The underlying code: Scene statistics

Following the construction of Circuit-bent jigsaw #2, I had a very interesting chat with Cognitive Scientist Tom Stafford, who pointed out how the piece draws out the underlying statistics of the scenes commonly framed by pictures:

“By rearranging the jigsaws, you destroy the meaningful interpretation of the scene, but continue sampling from the same underlying distribution (which is, as a consequence, highlighted, since the coherent interpretation of a scene is no longer there to distract)”.

He put me on to this research which shows that “scenes”, whilst they may contain different subject matter, generally adhere to a set of principles of composition which are revealed in Circuit-bent jigsaw:


Images from Torralba, A., & Oliva, A. (2003). Statistics of natural image categories. Network: Computations in Neural Systems, 14, 391–412-391–412.

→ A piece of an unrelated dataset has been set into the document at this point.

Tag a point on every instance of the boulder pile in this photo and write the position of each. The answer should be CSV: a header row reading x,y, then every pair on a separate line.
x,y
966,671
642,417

The above images were generated by compiling hundreds of images which conformed to each of the broad subject categories. Though there are variations between natural and man-made environments, scenes are generally lighter at the top, conveying the light source of most environments whether natural or otherwise. They are also constrained by human perspective and as a result are usually viewed from a human standing height. Scenes which involve greater distances tend to be anchored on the horizon and feature smoother textures as visual “clutter” decreases.

These principles can be seen in the Circuit-bent jigsaws, with lighter shades appearing at the top of the images, and the viewer’s eye drawn in to the central, distant point. Though the individual units of the scene have been stripped of their semantic or contextual attributes, they still adhere to a set of predetermined rules, which are retained in the randomised images.